A propos de nous
Le Ragazze di San Frediano
Nous sommes Giulia et Vittoria, amies depuis toujours, Florentines de naissance et « Sanfredianine » d'adoption. Diplômées respectivement in droit et en lettres, nous avons uni nos parcours pour donner vie à un projet qui nous permette de faire ce que nous aimons le plus : étudier, découvrir des histoires oubliées et les tisser à une trame di lieux à visiter, pour redonner la parole aux recoins della ville qui restent muets face au regard pressé.
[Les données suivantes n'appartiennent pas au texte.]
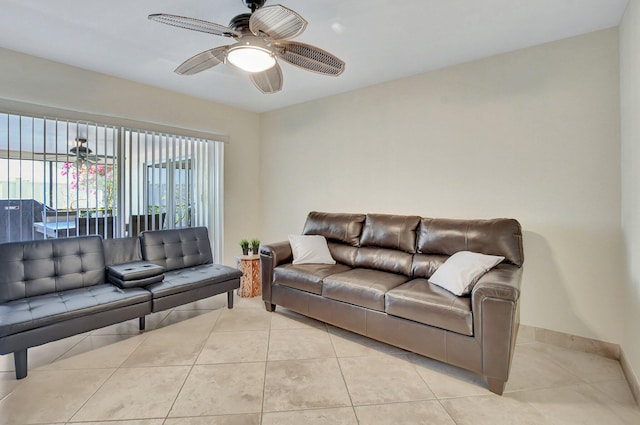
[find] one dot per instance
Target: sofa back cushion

Notre projet s'appelle Le ragazze di San Frediano (Les jeunes filles de San Frediano), car San Frediano est notre quartier, et Pratolini l'écrivain qui lui ha donné sa voix.

GIULIA ET VITTORIA

Guide par amour des choses anciennes et des histoires cachées derrière les pierres des villes. Née et élevée à Florence, j'ai été diplômée en Droit à Bologne. J'ai ensuite compris que je voulais faire un métier qui me permettrait d'être quotidiennement au contact de la beauté, de continuer à me passionner et de transmettre aux autres ce qui me plaît. J'ai donc obtenu l'habilitation de guide conférencière en italien, français et anglais et j'ai fondé, avec Vittoria, le projet Le ragazze di San Frediano.
Giulia
Guida turistica autorizzata. Italiano, francese e inglese
Lectrice infatigable et passionnée d'histoires, j'ai grandi parmi les livres, respirant l'art depuis l'enfance grâce à un père éditeur qui m'a appris à chercher des récits derrière chaque image. Diplômée en Lettres, j'ai commencé ma carrière dans l'édition, mais j'ai vite compris que ma place était ailleurs : dans les rues, dans les salles des musées, dans les bibliothèques, à la recherche de récits à partager. J'ai poursuivi mes études en histoire de l'art et je suis devenue guide, transformant ma passion en métier. Avec Giulia, j'ai fondé Le Ragazze di San Frediano, un projet né pour donner voix aux histoires de la ville, en impliquant touristes et Florentins dans des expériences qui unissent beauté et narration. Aujourd'hui, en plus d'être guide, j'enseigne : je dis toujours à mes élèves que les lieux parlent et que les histoires ne sont pas seulement écrites, mais vécues. Car, au fond, les histoires, c'est nous, et les raconter est la plus belle façon d'exister.